I just meant that it is ok to wait on visiting a school until AFTER acceptance.
I agree, but he won’t have any acceptances if he doesn’t apply to at least one college or university.
Okay, so I reread the original post in this thread. As a junior it is too early to apply. So I think that we agree that it is fine to visit after accepted.
The problem with waiting until after acceptance, IMO, is that you’ll have the same lack of motivation with the applications and essays. Please just schedule a visit and make him go. He may have a fear of the unknown, but once he sees kids like himself doing well and happy, it may motivate him to start taking some ownership in the process.
OP said they both worked on the application list and the son took off the pricey reaches.
He seems invested in the process, just doesn’t want to visit at this time for some reason.
So maybe he just needs some time, or when it is time to apply, getting acceptances might make the decision process real to him.

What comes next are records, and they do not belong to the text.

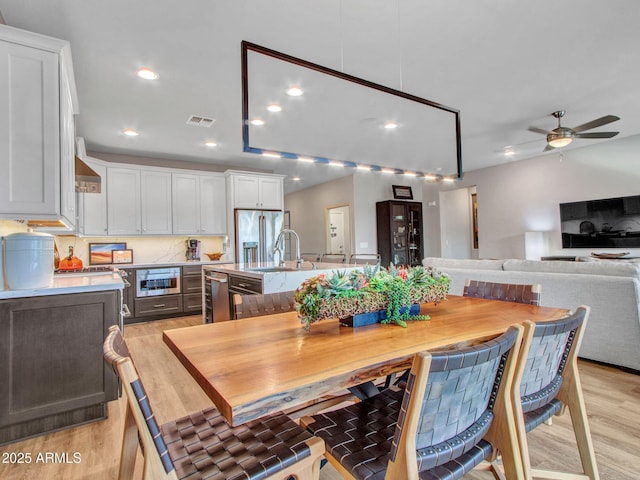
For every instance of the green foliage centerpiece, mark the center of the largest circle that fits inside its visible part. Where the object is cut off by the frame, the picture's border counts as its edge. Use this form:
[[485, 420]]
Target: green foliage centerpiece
[[394, 290]]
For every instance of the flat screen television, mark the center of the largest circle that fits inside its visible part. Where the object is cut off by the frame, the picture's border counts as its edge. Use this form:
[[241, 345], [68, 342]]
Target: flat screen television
[[603, 223]]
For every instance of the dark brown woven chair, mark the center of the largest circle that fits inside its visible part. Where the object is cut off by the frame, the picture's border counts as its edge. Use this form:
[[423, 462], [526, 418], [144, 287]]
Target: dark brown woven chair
[[503, 291], [547, 382], [203, 445], [440, 427], [365, 258], [267, 304]]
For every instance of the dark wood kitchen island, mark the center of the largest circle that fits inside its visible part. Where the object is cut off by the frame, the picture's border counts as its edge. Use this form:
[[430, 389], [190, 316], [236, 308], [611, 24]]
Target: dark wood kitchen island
[[53, 374]]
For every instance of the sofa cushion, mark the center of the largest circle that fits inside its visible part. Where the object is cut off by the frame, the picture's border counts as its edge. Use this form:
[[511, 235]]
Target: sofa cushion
[[439, 262], [609, 267]]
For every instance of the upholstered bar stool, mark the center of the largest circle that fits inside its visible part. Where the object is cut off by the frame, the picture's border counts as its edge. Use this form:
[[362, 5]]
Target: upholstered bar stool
[[266, 304], [203, 445], [547, 381], [455, 412], [503, 291]]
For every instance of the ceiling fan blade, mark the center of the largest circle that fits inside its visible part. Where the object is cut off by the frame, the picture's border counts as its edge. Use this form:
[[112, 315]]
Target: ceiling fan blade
[[595, 123], [539, 130], [596, 135]]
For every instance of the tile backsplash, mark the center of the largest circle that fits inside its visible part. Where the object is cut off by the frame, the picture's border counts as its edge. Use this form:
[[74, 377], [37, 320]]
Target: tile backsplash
[[169, 249]]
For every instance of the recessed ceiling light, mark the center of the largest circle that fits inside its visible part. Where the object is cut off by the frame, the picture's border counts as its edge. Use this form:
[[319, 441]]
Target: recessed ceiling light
[[147, 74], [294, 91]]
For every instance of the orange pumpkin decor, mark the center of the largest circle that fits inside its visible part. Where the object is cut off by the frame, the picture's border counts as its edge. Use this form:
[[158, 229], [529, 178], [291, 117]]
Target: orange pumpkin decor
[[71, 262]]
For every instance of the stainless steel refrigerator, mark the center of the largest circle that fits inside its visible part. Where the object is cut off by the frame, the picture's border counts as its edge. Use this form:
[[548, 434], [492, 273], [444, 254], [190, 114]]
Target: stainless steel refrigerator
[[256, 233]]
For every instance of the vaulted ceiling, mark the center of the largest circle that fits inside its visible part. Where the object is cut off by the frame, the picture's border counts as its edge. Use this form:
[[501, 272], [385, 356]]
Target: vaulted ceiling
[[504, 65]]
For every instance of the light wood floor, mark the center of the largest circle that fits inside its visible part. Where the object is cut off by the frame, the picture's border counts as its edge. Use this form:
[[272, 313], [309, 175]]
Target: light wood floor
[[612, 398]]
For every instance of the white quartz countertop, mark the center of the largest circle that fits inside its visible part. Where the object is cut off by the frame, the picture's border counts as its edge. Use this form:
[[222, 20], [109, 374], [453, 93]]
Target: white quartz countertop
[[70, 283], [280, 280], [172, 264]]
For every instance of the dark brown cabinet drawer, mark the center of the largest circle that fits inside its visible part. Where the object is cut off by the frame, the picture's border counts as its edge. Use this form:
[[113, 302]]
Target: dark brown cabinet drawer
[[192, 302], [158, 305], [192, 284], [188, 270]]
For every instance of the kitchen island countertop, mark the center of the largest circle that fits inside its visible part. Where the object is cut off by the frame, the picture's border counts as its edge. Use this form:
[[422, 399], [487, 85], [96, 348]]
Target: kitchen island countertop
[[280, 280], [70, 283]]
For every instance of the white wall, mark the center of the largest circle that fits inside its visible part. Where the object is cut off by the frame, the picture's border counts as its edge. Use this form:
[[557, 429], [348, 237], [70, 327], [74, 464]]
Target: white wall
[[525, 195], [309, 211]]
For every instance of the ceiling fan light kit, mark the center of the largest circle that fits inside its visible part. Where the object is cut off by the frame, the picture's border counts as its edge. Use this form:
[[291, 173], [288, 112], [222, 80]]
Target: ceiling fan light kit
[[562, 136]]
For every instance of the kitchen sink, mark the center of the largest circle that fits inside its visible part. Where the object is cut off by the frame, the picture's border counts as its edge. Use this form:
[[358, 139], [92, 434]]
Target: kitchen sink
[[272, 269]]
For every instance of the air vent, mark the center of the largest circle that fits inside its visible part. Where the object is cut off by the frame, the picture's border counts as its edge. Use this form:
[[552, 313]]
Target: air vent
[[199, 121]]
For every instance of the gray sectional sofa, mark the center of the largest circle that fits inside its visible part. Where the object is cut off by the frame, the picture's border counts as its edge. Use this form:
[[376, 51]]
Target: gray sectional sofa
[[610, 287]]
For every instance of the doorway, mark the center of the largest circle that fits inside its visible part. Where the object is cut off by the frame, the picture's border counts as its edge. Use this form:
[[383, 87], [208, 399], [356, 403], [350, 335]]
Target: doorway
[[339, 231]]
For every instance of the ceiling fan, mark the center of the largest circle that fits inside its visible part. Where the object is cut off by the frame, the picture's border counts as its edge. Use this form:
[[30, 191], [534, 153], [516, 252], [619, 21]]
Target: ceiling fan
[[563, 136]]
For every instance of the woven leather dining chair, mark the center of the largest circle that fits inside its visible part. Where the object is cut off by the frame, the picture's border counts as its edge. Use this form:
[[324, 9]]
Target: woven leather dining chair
[[265, 304], [503, 291], [547, 381], [203, 445], [440, 427]]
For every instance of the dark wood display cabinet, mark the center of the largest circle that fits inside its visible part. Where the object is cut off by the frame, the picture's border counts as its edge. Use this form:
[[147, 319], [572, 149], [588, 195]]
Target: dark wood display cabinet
[[51, 362], [400, 237]]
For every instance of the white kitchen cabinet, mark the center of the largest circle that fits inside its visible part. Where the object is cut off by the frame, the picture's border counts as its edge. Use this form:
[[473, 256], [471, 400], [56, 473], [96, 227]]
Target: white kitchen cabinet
[[92, 207], [123, 201], [37, 107], [155, 202], [199, 204], [257, 191]]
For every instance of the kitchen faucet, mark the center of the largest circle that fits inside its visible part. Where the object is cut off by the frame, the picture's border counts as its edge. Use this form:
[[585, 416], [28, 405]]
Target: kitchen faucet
[[277, 248]]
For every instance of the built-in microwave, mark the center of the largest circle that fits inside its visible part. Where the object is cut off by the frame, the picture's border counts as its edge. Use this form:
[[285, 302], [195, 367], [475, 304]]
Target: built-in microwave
[[157, 281]]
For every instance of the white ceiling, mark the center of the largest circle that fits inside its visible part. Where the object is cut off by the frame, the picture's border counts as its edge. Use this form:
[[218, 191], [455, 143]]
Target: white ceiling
[[505, 65]]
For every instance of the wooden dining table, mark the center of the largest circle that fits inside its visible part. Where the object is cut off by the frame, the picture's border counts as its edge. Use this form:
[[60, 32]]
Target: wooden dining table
[[256, 366]]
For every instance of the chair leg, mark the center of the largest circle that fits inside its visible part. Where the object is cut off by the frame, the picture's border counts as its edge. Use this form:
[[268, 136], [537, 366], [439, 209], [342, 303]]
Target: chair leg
[[571, 395], [129, 446]]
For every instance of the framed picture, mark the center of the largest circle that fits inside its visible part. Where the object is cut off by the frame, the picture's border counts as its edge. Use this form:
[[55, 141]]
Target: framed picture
[[100, 253], [402, 193], [122, 256]]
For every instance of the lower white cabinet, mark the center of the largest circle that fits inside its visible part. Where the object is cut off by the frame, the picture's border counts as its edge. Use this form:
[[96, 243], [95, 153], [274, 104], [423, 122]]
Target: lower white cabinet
[[199, 204]]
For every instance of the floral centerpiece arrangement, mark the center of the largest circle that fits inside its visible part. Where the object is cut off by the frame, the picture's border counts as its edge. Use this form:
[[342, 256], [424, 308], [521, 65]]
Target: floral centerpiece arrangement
[[394, 290]]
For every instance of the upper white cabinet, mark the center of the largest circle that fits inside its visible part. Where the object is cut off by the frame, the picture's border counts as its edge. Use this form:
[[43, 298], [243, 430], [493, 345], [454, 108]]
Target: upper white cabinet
[[92, 207], [37, 106], [257, 191], [199, 204], [155, 202], [123, 201]]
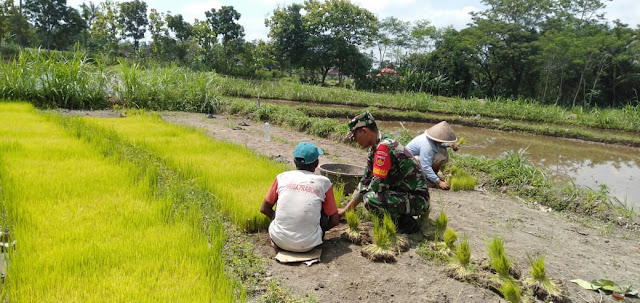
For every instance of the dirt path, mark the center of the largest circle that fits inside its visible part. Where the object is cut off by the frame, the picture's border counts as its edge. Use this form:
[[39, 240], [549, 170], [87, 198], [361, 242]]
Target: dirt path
[[586, 251]]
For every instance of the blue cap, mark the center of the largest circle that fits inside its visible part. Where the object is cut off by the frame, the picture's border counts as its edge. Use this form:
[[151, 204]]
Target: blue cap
[[306, 153]]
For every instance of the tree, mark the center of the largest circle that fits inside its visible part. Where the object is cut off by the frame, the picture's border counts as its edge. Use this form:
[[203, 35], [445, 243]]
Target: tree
[[89, 14], [288, 35], [158, 29], [48, 18], [17, 25], [336, 28], [5, 8], [106, 28], [180, 28], [224, 22], [133, 18], [423, 36], [398, 34], [206, 40]]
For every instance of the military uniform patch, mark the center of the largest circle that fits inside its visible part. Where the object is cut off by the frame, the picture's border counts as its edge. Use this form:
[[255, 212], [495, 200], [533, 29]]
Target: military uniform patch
[[382, 162]]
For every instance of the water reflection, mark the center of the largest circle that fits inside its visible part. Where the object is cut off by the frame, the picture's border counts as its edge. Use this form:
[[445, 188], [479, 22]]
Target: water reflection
[[587, 164]]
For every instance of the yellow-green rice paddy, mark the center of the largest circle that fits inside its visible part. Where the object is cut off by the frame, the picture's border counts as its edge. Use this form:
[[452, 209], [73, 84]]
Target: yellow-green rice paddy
[[238, 177], [90, 229]]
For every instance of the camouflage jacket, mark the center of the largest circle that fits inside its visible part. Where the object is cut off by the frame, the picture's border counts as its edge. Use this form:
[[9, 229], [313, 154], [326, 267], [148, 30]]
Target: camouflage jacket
[[391, 167]]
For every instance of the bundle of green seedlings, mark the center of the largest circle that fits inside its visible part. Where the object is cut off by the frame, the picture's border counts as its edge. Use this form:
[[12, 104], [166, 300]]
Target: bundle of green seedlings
[[396, 241], [510, 291], [438, 250], [354, 233], [543, 288], [499, 261], [461, 180], [461, 264], [506, 274], [381, 250]]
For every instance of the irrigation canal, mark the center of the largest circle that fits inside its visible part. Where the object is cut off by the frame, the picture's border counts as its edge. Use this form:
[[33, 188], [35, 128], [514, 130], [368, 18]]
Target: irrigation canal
[[586, 164]]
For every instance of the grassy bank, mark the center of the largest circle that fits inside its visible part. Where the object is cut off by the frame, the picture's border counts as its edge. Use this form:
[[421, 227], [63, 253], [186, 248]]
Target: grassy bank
[[555, 130], [511, 173], [83, 239]]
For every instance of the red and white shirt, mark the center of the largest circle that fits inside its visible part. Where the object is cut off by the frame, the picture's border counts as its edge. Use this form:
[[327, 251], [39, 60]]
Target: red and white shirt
[[300, 196]]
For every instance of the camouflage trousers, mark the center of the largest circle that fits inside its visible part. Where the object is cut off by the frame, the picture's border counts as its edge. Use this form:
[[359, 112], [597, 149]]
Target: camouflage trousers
[[397, 203]]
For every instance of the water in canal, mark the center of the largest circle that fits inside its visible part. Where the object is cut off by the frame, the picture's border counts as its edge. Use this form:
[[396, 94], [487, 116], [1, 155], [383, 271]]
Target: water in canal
[[587, 164]]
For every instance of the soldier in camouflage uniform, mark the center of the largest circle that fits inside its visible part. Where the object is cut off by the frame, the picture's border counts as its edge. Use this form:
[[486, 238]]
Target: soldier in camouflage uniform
[[393, 181]]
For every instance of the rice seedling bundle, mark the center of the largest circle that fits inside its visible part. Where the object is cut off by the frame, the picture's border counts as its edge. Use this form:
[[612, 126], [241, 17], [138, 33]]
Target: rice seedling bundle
[[450, 236], [238, 177], [88, 231], [354, 233], [380, 250], [397, 242], [440, 226], [511, 291], [499, 261], [462, 265], [543, 287], [460, 180]]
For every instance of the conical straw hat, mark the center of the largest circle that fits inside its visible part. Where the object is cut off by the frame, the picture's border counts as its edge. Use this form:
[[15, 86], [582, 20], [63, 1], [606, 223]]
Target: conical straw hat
[[441, 132]]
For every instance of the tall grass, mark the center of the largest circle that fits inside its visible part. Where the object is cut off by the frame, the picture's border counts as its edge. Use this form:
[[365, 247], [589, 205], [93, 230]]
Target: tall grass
[[168, 88], [238, 177], [55, 81], [91, 229]]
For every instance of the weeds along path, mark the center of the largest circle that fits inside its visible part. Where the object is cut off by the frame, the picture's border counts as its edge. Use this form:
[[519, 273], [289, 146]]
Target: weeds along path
[[92, 228]]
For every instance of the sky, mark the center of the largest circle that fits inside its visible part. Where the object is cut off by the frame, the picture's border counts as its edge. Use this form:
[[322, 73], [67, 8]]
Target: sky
[[440, 13]]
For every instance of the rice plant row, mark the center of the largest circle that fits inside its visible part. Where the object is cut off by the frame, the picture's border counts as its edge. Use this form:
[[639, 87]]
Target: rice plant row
[[238, 177], [91, 229]]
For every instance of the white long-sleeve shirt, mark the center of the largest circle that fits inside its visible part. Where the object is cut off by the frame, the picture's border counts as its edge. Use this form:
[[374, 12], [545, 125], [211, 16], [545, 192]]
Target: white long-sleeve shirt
[[426, 149]]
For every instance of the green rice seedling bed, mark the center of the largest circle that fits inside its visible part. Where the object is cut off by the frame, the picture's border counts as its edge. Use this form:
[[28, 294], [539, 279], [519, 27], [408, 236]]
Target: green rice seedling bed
[[92, 229], [238, 177]]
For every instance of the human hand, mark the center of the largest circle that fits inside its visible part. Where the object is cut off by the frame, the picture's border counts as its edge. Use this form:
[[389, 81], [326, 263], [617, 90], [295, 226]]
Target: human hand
[[442, 185]]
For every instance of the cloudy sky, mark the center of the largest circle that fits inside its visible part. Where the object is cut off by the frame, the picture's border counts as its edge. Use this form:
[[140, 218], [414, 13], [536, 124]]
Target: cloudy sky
[[440, 13]]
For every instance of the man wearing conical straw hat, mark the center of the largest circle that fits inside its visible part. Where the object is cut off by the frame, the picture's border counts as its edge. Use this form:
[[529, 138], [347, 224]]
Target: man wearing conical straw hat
[[430, 149]]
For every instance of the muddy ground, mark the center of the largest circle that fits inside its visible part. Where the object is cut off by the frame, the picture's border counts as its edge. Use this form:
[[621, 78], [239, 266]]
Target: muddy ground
[[574, 248]]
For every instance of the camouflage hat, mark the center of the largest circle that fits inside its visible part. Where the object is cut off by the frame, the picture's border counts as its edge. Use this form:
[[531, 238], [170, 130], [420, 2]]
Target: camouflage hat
[[364, 119]]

My son was very much the same way. He wanted to go to a 4 year school and not live at home. I put together a list, he went through it and we visited a few. He was recruited by one small LAC, so he was motivated to see that and that helped him realize he wanted something bigger. We did a couple of state schools close by over the summer between junior and senior year, then accepted student days after he was accepted. He was much more motivated then because he knew he had to decide. He ended up at a state school where he’s very happy. Not everyone needs to visit a ton of schools and agonize!
@jazzymomof7 we’ve taken S18 on college visits, he’s been to college camps, he’s applied and been accepted, and he is still uninterested in making a decision. I’ve given him a deadline because he just doesn’t work well without one. I share your frustration!
What schools on the list are within driving distance?
I’m getting a head start with my two younger DDs. We did a day trip to Austin, stopped at Buc-ee’s for fudge, and drove around the UTx campus. I pointed out that it was a great school, nice city, students looks relaxed, and the university close but not too close to home. I don’t think they would even call it a college visit.
Has your kid actually never set foot on a college campus?
If the nearest school is within an hour’s drive, it may be useful to look at events on campus he may be vaguely interested in. Look at their website for any plays, lectures, art exhibits, museum showings, robotics competitions, or sports events that dovetail with his personal interests. My kid was not interested in visiting colleges until I took him to a play at our nearby state school. I studied the campus map ahead of time, then we got there an hour early and used that time to drive around, then got to the theater early enough to talk to the professor and several of the students who had done tech.
Being physically present on campus helps demystify things, and meeting actual students who are relatively friendly and interested in the same things your kid is interested in can make a difference. I encourage campus visits. I didn’t give the kid a choice the first time in.
My husband didn’t come with us for the first 5 campus visits we made. He started to come along on the more recent ones. He now has some strong opinions about which school the kiddo should apply to.
Well, you should tell your son to show interest or pay for college himself! That is what I did. My son is COMPLETELY interested in college because he knows he can’t afford it himself. You have the power hear darling.